0

I am working on python 2-3 compatibility. When working with str and byte types, there is an issue I am coming across. Here is an example

# python 2
x = b"%r" % u'hello' # this returns "u'hello'"

# python 3
x = b"%r" % u'hello' # this returns b"'hello'"

Notice how the extra unicode u appears in the final representation of x in python 2? I need to make my code return the same value in python3 and python2. My code can take in str, bytes, or unicode values.

I can coerce the python 3 value to the python 2 value by doing

# note: six.text_type comes from the six compatibility library. Basically checks to see if something is unicode in py2 and py3. 
new_data = b"%r" % original_input
if isinstance(original_input, six.text_type) and not new_data.startswith(b"u'"):
    new_data = b"u%s"

This makes the u'hello' case work correct but messes up the 'hello' case. This is what happens:

# python 2
x = b"%r" % 'hello' # this returns "'hello'"

# python 3
x = b"%r" % 'hello' # this returns b"'hello'"

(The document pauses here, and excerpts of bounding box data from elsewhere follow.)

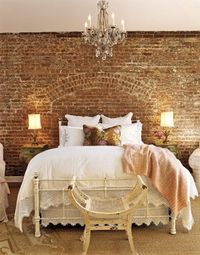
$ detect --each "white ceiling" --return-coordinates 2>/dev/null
[0,0,200,33]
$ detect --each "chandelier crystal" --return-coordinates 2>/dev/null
[82,0,127,60]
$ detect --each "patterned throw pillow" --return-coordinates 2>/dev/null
[83,125,121,146]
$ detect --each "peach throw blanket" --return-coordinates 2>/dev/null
[122,144,189,215]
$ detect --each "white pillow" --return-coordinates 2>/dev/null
[98,120,143,145]
[60,126,84,147]
[101,112,133,126]
[65,114,101,127]
[121,121,143,145]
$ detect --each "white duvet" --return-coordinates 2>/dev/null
[15,146,198,231]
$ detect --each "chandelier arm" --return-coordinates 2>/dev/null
[82,0,127,60]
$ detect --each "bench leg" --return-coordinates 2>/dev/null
[170,213,176,235]
[126,222,137,255]
[82,227,91,255]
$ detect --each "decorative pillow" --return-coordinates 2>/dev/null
[101,112,133,126]
[98,120,143,145]
[60,126,84,147]
[65,114,101,127]
[83,125,121,146]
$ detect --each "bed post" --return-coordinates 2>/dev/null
[33,173,41,237]
[170,213,176,235]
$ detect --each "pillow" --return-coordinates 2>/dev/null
[101,112,133,126]
[98,120,143,145]
[121,121,143,145]
[65,114,101,127]
[60,126,84,147]
[83,125,121,146]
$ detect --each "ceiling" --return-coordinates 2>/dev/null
[0,0,200,33]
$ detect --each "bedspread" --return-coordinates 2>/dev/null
[15,146,196,231]
[123,144,198,218]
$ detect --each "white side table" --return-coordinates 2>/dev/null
[189,147,200,194]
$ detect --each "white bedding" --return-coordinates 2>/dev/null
[15,146,198,231]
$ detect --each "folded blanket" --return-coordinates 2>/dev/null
[122,144,195,215]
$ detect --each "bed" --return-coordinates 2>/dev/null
[15,113,198,236]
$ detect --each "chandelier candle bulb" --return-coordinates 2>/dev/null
[85,22,88,32]
[121,19,125,31]
[111,13,115,26]
[88,14,92,27]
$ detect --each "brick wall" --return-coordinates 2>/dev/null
[0,32,200,175]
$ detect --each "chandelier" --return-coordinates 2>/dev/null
[82,0,127,60]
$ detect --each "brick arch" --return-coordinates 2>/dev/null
[46,73,156,108]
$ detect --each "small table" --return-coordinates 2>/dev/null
[155,143,180,159]
[19,144,48,165]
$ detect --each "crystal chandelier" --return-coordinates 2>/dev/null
[82,0,127,60]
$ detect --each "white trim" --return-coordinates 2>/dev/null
[5,175,24,182]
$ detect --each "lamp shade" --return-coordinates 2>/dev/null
[28,114,42,129]
[160,112,174,127]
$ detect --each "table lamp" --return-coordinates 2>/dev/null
[160,112,174,143]
[28,114,42,144]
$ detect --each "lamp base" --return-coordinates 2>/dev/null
[163,129,171,144]
[32,130,38,145]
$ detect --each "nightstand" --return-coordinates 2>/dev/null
[155,143,180,159]
[19,144,48,165]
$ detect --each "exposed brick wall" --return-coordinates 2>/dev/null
[0,32,200,175]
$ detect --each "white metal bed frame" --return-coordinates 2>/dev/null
[33,173,176,237]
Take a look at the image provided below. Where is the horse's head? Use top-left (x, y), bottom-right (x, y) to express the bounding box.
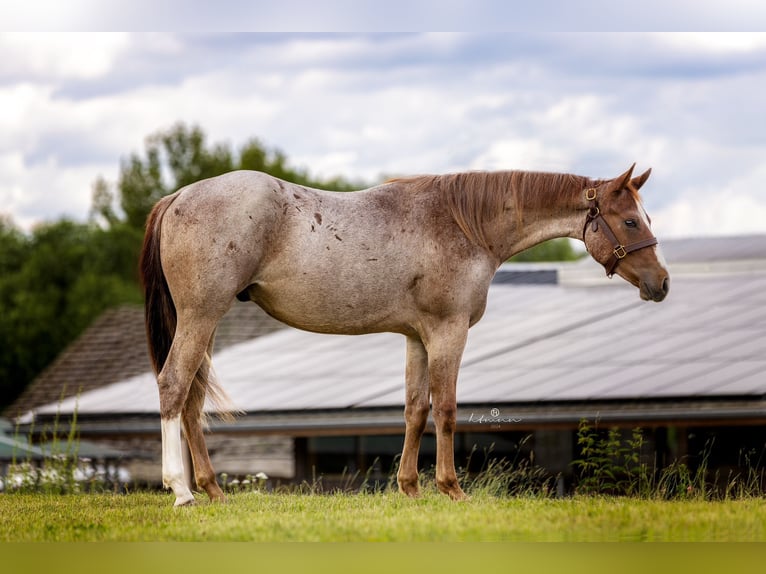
top-left (583, 164), bottom-right (670, 301)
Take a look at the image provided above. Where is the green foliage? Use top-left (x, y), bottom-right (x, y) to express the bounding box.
top-left (572, 420), bottom-right (647, 496)
top-left (0, 220), bottom-right (142, 409)
top-left (572, 419), bottom-right (764, 500)
top-left (91, 123), bottom-right (364, 229)
top-left (0, 492), bottom-right (766, 544)
top-left (0, 124), bottom-right (364, 414)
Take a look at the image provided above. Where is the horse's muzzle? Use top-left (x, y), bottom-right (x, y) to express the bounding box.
top-left (639, 276), bottom-right (670, 303)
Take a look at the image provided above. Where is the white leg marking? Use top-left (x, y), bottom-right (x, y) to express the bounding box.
top-left (162, 415), bottom-right (194, 506)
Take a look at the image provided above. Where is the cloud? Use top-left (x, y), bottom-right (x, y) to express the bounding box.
top-left (0, 33), bottom-right (128, 82)
top-left (0, 33), bottom-right (766, 241)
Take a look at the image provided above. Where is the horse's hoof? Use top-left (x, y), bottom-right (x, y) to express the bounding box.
top-left (447, 488), bottom-right (470, 502)
top-left (173, 494), bottom-right (197, 508)
top-left (399, 485), bottom-right (420, 498)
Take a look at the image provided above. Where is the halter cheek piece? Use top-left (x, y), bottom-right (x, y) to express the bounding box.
top-left (582, 187), bottom-right (657, 277)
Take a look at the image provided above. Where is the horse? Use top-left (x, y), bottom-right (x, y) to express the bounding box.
top-left (140, 164), bottom-right (669, 506)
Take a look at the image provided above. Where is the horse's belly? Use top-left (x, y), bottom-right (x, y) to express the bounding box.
top-left (248, 273), bottom-right (409, 334)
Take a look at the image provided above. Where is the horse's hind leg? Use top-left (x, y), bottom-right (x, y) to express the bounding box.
top-left (396, 337), bottom-right (429, 497)
top-left (157, 312), bottom-right (218, 506)
top-left (181, 337), bottom-right (225, 502)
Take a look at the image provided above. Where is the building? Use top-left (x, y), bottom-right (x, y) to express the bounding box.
top-left (7, 236), bottom-right (766, 492)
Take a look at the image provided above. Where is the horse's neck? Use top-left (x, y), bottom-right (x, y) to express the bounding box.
top-left (488, 174), bottom-right (588, 261)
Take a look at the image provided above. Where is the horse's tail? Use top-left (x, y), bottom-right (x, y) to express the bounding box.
top-left (139, 195), bottom-right (177, 382)
top-left (139, 194), bottom-right (235, 420)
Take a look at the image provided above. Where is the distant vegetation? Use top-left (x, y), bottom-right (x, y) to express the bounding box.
top-left (0, 124), bottom-right (358, 412)
top-left (0, 124), bottom-right (577, 412)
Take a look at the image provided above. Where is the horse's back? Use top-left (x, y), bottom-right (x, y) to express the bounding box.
top-left (157, 172), bottom-right (492, 333)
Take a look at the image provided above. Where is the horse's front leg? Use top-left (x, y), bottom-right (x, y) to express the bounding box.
top-left (427, 320), bottom-right (468, 500)
top-left (396, 337), bottom-right (430, 497)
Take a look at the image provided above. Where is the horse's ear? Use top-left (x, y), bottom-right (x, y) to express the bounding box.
top-left (630, 168), bottom-right (652, 191)
top-left (609, 163), bottom-right (636, 191)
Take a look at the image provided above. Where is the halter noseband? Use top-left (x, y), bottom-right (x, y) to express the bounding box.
top-left (582, 187), bottom-right (657, 277)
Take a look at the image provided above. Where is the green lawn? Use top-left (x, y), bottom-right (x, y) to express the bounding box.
top-left (0, 492), bottom-right (766, 542)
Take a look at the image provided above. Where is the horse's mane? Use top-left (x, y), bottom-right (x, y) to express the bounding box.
top-left (390, 171), bottom-right (600, 248)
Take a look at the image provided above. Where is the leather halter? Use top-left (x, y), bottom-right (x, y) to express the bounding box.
top-left (582, 187), bottom-right (657, 277)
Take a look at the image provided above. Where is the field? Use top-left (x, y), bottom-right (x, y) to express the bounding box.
top-left (0, 492), bottom-right (766, 542)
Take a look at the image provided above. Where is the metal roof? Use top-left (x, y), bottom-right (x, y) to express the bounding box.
top-left (25, 252), bottom-right (766, 426)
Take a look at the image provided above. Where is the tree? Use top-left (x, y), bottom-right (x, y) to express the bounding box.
top-left (91, 123), bottom-right (358, 233)
top-left (0, 219), bottom-right (142, 409)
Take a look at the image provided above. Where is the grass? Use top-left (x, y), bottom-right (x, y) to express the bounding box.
top-left (0, 492), bottom-right (766, 542)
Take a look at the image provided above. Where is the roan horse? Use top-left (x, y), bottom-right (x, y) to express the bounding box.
top-left (141, 167), bottom-right (669, 506)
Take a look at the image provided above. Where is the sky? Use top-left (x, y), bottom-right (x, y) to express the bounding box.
top-left (0, 28), bottom-right (766, 238)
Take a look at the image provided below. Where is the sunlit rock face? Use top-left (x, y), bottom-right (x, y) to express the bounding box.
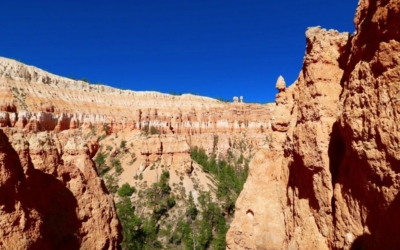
top-left (227, 0), bottom-right (400, 249)
top-left (0, 128), bottom-right (121, 250)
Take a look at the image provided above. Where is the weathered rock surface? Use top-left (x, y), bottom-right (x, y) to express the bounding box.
top-left (0, 129), bottom-right (121, 249)
top-left (227, 0), bottom-right (400, 249)
top-left (0, 57), bottom-right (269, 139)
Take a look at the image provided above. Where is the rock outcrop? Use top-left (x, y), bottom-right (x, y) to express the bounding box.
top-left (227, 0), bottom-right (400, 249)
top-left (0, 129), bottom-right (121, 249)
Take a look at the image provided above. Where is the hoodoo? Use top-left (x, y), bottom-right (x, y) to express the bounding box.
top-left (227, 0), bottom-right (400, 249)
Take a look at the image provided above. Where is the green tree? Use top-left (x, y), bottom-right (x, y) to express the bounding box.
top-left (94, 152), bottom-right (110, 176)
top-left (116, 196), bottom-right (146, 250)
top-left (118, 183), bottom-right (136, 197)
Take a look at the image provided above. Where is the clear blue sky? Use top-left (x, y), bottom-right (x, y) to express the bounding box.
top-left (0, 0), bottom-right (358, 103)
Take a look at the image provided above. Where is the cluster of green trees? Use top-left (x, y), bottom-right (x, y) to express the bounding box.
top-left (169, 192), bottom-right (228, 250)
top-left (191, 147), bottom-right (248, 246)
top-left (117, 171), bottom-right (175, 250)
top-left (142, 125), bottom-right (161, 135)
top-left (191, 147), bottom-right (249, 216)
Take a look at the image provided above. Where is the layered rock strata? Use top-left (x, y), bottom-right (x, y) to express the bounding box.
top-left (227, 0), bottom-right (400, 249)
top-left (0, 57), bottom-right (269, 139)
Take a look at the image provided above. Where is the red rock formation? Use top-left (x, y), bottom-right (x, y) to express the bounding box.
top-left (0, 129), bottom-right (121, 249)
top-left (227, 0), bottom-right (400, 249)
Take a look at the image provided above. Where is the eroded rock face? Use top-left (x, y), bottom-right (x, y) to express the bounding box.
top-left (227, 0), bottom-right (400, 249)
top-left (0, 129), bottom-right (121, 249)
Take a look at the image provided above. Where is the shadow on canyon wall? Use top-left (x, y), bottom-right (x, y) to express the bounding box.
top-left (351, 195), bottom-right (400, 250)
top-left (0, 130), bottom-right (81, 250)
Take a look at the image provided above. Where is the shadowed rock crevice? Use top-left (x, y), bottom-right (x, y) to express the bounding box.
top-left (0, 130), bottom-right (81, 250)
top-left (328, 122), bottom-right (346, 186)
top-left (351, 192), bottom-right (400, 250)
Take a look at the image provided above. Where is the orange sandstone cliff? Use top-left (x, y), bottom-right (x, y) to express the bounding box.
top-left (227, 0), bottom-right (400, 249)
top-left (0, 44), bottom-right (274, 249)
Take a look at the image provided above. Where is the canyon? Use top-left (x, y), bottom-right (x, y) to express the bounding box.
top-left (0, 0), bottom-right (400, 250)
top-left (227, 0), bottom-right (400, 249)
top-left (0, 52), bottom-right (274, 246)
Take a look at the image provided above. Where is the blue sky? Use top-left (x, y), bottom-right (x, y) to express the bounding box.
top-left (0, 0), bottom-right (358, 103)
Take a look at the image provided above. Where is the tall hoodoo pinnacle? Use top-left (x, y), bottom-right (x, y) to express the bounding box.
top-left (276, 76), bottom-right (286, 92)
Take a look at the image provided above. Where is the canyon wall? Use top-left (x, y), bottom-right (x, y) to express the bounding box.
top-left (227, 0), bottom-right (400, 249)
top-left (0, 57), bottom-right (269, 139)
top-left (0, 128), bottom-right (121, 250)
top-left (0, 50), bottom-right (275, 246)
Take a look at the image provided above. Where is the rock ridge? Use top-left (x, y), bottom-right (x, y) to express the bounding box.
top-left (227, 0), bottom-right (400, 249)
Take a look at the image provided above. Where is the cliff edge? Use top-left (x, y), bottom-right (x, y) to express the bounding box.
top-left (227, 0), bottom-right (400, 249)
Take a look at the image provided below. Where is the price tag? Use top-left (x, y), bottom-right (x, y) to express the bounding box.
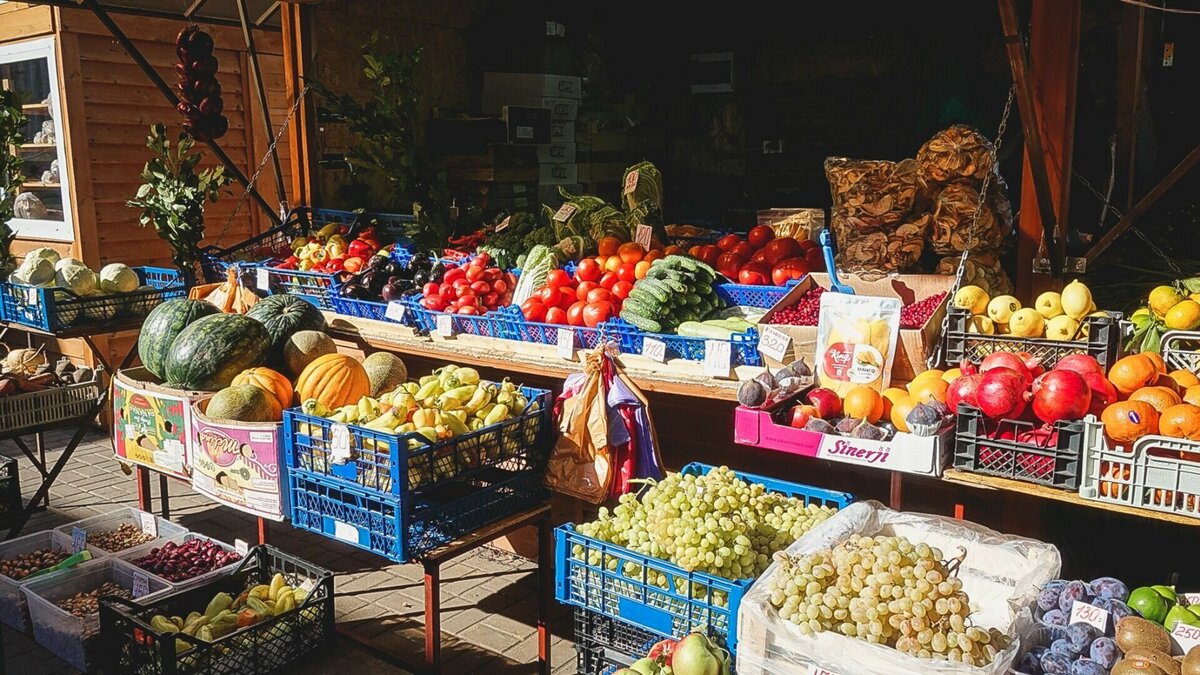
top-left (704, 340), bottom-right (731, 377)
top-left (1067, 601), bottom-right (1109, 633)
top-left (558, 328), bottom-right (575, 360)
top-left (758, 327), bottom-right (792, 363)
top-left (329, 424), bottom-right (350, 464)
top-left (71, 527), bottom-right (88, 554)
top-left (132, 572), bottom-right (150, 598)
top-left (642, 338), bottom-right (667, 363)
top-left (383, 300), bottom-right (408, 323)
top-left (634, 225), bottom-right (654, 251)
top-left (138, 512), bottom-right (158, 537)
top-left (553, 203), bottom-right (578, 222)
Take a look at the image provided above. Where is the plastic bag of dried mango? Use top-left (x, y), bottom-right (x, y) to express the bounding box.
top-left (816, 293), bottom-right (900, 396)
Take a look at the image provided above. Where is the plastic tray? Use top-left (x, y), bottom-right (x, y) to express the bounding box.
top-left (100, 546), bottom-right (334, 675)
top-left (1079, 427), bottom-right (1200, 518)
top-left (954, 404), bottom-right (1103, 490)
top-left (0, 267), bottom-right (187, 333)
top-left (943, 306), bottom-right (1129, 372)
top-left (554, 462), bottom-right (853, 653)
top-left (22, 557), bottom-right (170, 671)
top-left (0, 530), bottom-right (88, 633)
top-left (288, 458), bottom-right (547, 562)
top-left (283, 387), bottom-right (553, 500)
top-left (56, 507), bottom-right (187, 557)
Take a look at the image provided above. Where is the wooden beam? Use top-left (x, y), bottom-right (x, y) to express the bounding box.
top-left (1087, 140), bottom-right (1200, 263)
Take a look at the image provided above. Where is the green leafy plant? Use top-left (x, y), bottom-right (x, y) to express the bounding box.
top-left (0, 90), bottom-right (28, 279)
top-left (310, 34), bottom-right (450, 249)
top-left (126, 124), bottom-right (233, 281)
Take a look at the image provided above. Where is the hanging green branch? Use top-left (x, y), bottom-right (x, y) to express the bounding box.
top-left (0, 90), bottom-right (28, 279)
top-left (126, 124), bottom-right (233, 280)
top-left (310, 34), bottom-right (450, 249)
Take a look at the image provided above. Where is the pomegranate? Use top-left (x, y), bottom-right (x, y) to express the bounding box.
top-left (976, 365), bottom-right (1028, 419)
top-left (946, 375), bottom-right (983, 413)
top-left (1033, 370), bottom-right (1092, 424)
top-left (1054, 354), bottom-right (1104, 375)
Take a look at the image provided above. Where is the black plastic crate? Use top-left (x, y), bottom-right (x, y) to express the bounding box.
top-left (954, 404), bottom-right (1103, 490)
top-left (942, 307), bottom-right (1124, 372)
top-left (100, 545), bottom-right (334, 675)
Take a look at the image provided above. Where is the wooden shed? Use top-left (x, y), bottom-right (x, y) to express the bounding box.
top-left (0, 2), bottom-right (290, 360)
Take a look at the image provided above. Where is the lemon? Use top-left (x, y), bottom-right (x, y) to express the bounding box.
top-left (954, 286), bottom-right (990, 313)
top-left (1148, 286), bottom-right (1183, 317)
top-left (988, 295), bottom-right (1021, 323)
top-left (1033, 291), bottom-right (1062, 318)
top-left (1062, 279), bottom-right (1094, 321)
top-left (1008, 307), bottom-right (1046, 338)
top-left (1163, 300), bottom-right (1200, 330)
top-left (1046, 315), bottom-right (1079, 342)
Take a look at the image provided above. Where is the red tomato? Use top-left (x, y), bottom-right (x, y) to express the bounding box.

The problem is that in python 3 u'hello' is the same as 'hello', So if I include my code above, the result for both u'hello and 'hello' end up returning the same result as u'hello in python 3.

So I need some kind of way to tell if a python 3 input string explicitly has specified the u in front of the string, and only execute my code above if that case is satisfied.

fooiey
  • 1,040
  • 10
  • 23
  • I think in Python 3 all strings are Unicode, that's why it no longer uses the `u` prefix. – Barmar Dec 19 '21 at 20:26
  • Yeah I think Barmar is right, if you do `type("")` and `type(u"")` in Python3, both give `str`, but in Python2 they give `str` and `unicode`. So maybe you could go the other way and make sure the `u` doesn't show up in Python2 if that's possible with your requirements. – Henry Woody Dec 19 '21 at 20:28
  • 4
    This is like trying to get your code to do different things with `f(1+1)` and `f(2)`. Why are you trying to do this? You probably need to change how you're approaching the underlying goal. – user2357112 Dec 19 '21 at 20:29
  • Right, but because in python 2 passing in explicit unicode string vs a normal string return different values, I need some way of differentiating this in python 3. Yeah, I suppose another option is removing the support for passing in explicit unicode strings in python 2. – fooiey Dec 19 '21 at 20:30
  • @user2357112supportsMonica, I have legacy code that in theory can take in all 3 types of data (b'hello', 'hello', and u'hello') and in the process of migrating to python3 want to make sure that it doesn't produce a different kind of output given the exact same inputs. – fooiey Dec 19 '21 at 20:32
  • You should find the code that distinguishes between `str` and `unicode`, and see what the str-specific part does in Python 3 when given a string that contains Unicode. – Barmar Dec 19 '21 at 20:45
  • 1
    @fooiey: But you don't *have* 3 types of data. You have 3 ways of writing 2 types of data. You need to figure out where `'asdf'` needs to be bytes and where it needs to be Unicode and handle each case appropriately, not try to invent a third data type - and when I say you need to figure this out, I mean an actual human thinking about things in the process of code migration, not some sort of function logic that would handle it automatically. – user2357112 Dec 19 '21 at 20:53
  • Do you need code that can run in python2 or python3 and produce a specific output, regardless of what the input type is, from the three types 'str', 'unicode', 'bytes' -- some of which are only defined specific versions of python? – Kenny Ostrom Dec 19 '21 at 21:02
  • 2
    The short answer is, *you can't tell*, not inside Python code, anyway. The `u` string prefix in Python 3 is a no-op and is there purely to ease migration of Python 2 code. To illustrate this, type `u"hello" is "hello"` at a Python 3 prompt. You will get `True`. To do what you want you are going to have to parse the source code yourself. Though that should be enough to make it clear that your approach needs work. – BoarGules Dec 19 '21 at 22:25
  • FYI, Python 2 is officially not supported (EOL). I have successfully completely abandoned it. – Keith Dec 20 '21 at 01:22

1 Answers1

0

It's a simple matter of knowing what version of python you are currently executing, and looking at the type of the input. Of course, this is just taking what data you have and producing a consistent output. It's not going to recover syntactic sugar from the "original source code" because that's not the data you have to work with. I'm just going for a consistent output like you asked for when you said, "I need to make my code return the same value in python3 and python2."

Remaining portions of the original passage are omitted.